Modern application development has shifted dramatically. Containers, microservices, Kubernetes, and serverless functions have replaced monolithic architectures, and with that shift comes an entirely new attack surface. Traditional perimeter-based security simply does not translate to cloud-native environments. If you are building applications on platforms like AWS, GCP, or Azure using containers and orchestration tools, security cannot be an afterthought bolted on at the end of the pipeline. It has to be woven into every layer, from your Dockerfile to your CI/CD pipeline to your runtime environment.
This post walks through the core cloud-native security practices that engineering and security teams should implement when building applications from the ground up. Each section includes practical, production-ready techniques you can apply immediately.

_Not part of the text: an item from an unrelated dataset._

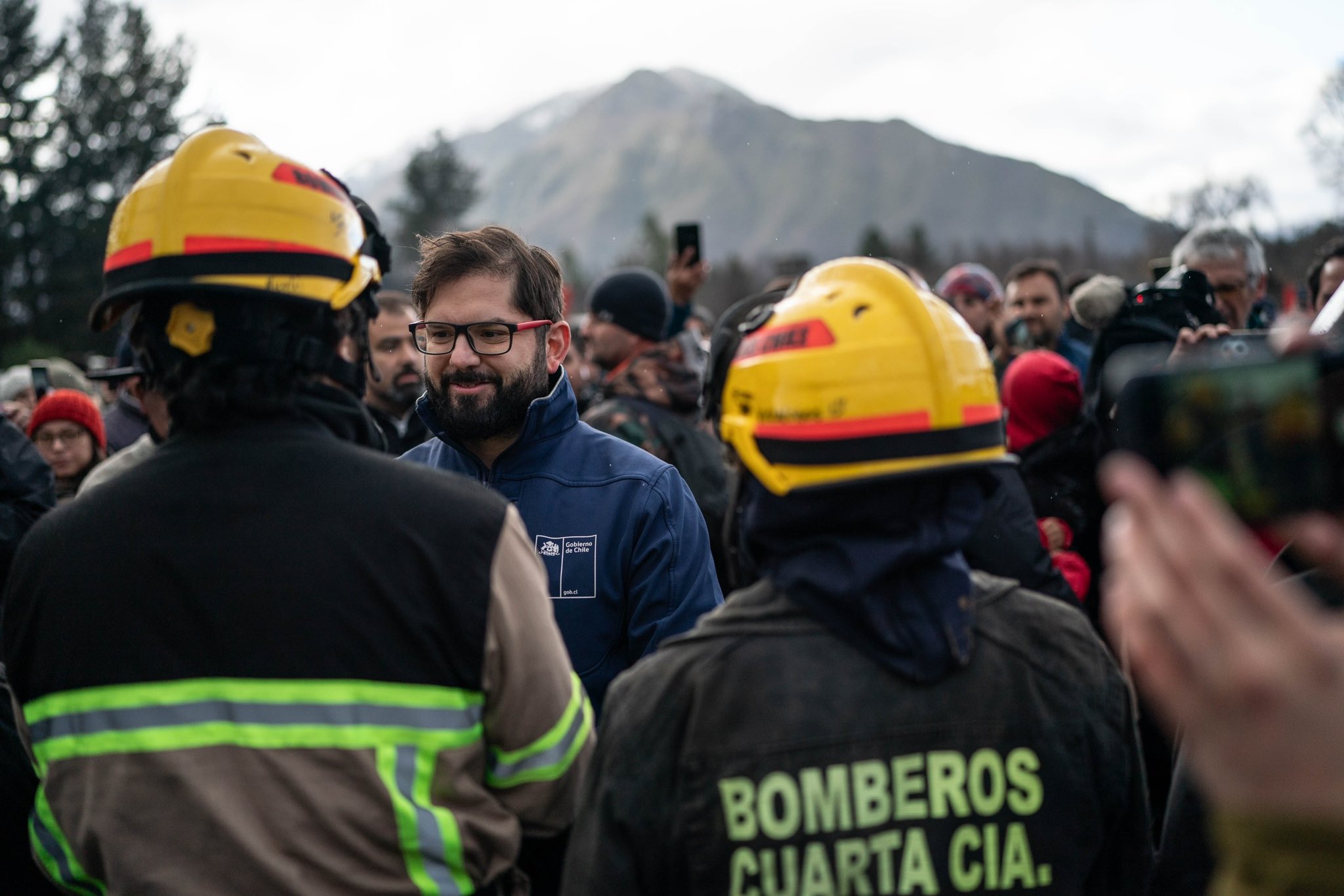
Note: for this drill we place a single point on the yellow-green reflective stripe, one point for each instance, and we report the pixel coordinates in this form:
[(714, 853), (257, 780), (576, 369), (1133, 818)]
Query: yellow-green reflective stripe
[(305, 691), (429, 836), (260, 714), (440, 836), (223, 734), (54, 852), (549, 757), (408, 833)]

Cloud-native security is not just about scanning containers for vulnerabilities. It is a holistic approach that covers the full application lifecycle, from code commit to production runtime. The Cloud Native Computing Foundation (CNCF) frames this as the "4Cs of Cloud Native Security": Code, Container, Cluster, and Cloud.

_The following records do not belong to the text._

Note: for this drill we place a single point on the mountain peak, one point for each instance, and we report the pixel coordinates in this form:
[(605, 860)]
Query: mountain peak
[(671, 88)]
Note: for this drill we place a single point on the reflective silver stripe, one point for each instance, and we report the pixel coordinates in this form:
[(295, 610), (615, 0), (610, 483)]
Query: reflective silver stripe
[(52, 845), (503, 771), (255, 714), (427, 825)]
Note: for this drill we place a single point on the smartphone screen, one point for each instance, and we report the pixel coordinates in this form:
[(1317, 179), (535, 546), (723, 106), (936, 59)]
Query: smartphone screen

Each layer depends on the security of the layer beneath it. A hardened container running insecure application code is still insecure. A well-written app deployed on a misconfigured Kubernetes cluster is still at risk. Security has to be addressed at every level simultaneously.
"Shift left" is the practice of moving security testing earlier in the development lifecycle. Instead of running security scans after a build is complete, you integrate them into the developer workflow.
Tools like Semgrep and Bandit (for Python) allow you to scan source code for insecure patterns before a single line hits production.
Here is a Semgrep config targeting common cloud-native misconfigurations in Python:
rules:
- id: hardcoded-aws-secret
patterns:
- pattern: |
$VAR = "AKIA..."
message: "Hardcoded AWS access key detected"
languages: [python]
severity: ERROR
- id: insecure-http-request
patterns:
- pattern: requests.get(..., verify=False, ...)
message: "SSL verification disabled in HTTP request"
languages: [python]
severity: WARNING
[cta]
You can run this against your codebase with:
semgrep --config ./semgrep-rules.yaml ./src/
[cta]
If you want to go deeper into integrating static analysis and other offensive security testing techniques into your workflow, the structured courses at Redfox Cybersecurity Academy give you hands-on labs built around real pipelines.
Hardcoded credentials in source code remain one of the most common causes of cloud breaches. Gitleaks scans your Git history for exposed secrets, including API keys, tokens, and passwords.
gitleaks detect --source . --report-format json --report-path gitleaks-report.json
[cta]
To run it automatically on every commit, add it as a pre-commit hook:
# .pre-commit-config.yaml
repos:
- repo: https://github.com/gitleaks/gitleaks
rev: v8.18.2
hooks:
- id: gitleaks
[cta]
Containers are the fundamental unit of cloud-native deployments, and they introduce a distinct set of security considerations. A vulnerable base image, an overprivileged container, or a writable filesystem can each become an entry point for attackers.
Most container vulnerabilities originate from poor Dockerfile practices. Here is a hardened Dockerfile example for a Node.js application:
# Use a minimal, pinned base image
FROM node:20.11.1-alpine3.19
# Create a non-root user
RUN addgroup -S appgroup && adduser -S appuser -G appgroup
WORKDIR /app
# Copy only what is needed
COPY package*.json ./
RUN npm ci --only=production
COPY --chown=appuser:appgroup . .
# Drop to non-root
USER appuser
# Explicitly expose the port
EXPOSE 3000
# Use exec form to avoid shell injection
CMD ["node", "server.js"]
[cta]
Key practices in this Dockerfile include using a pinned, minimal base image to reduce the attack surface, running as a non-root user, copying only production dependencies, and using exec form for the CMD instruction to prevent shell injection.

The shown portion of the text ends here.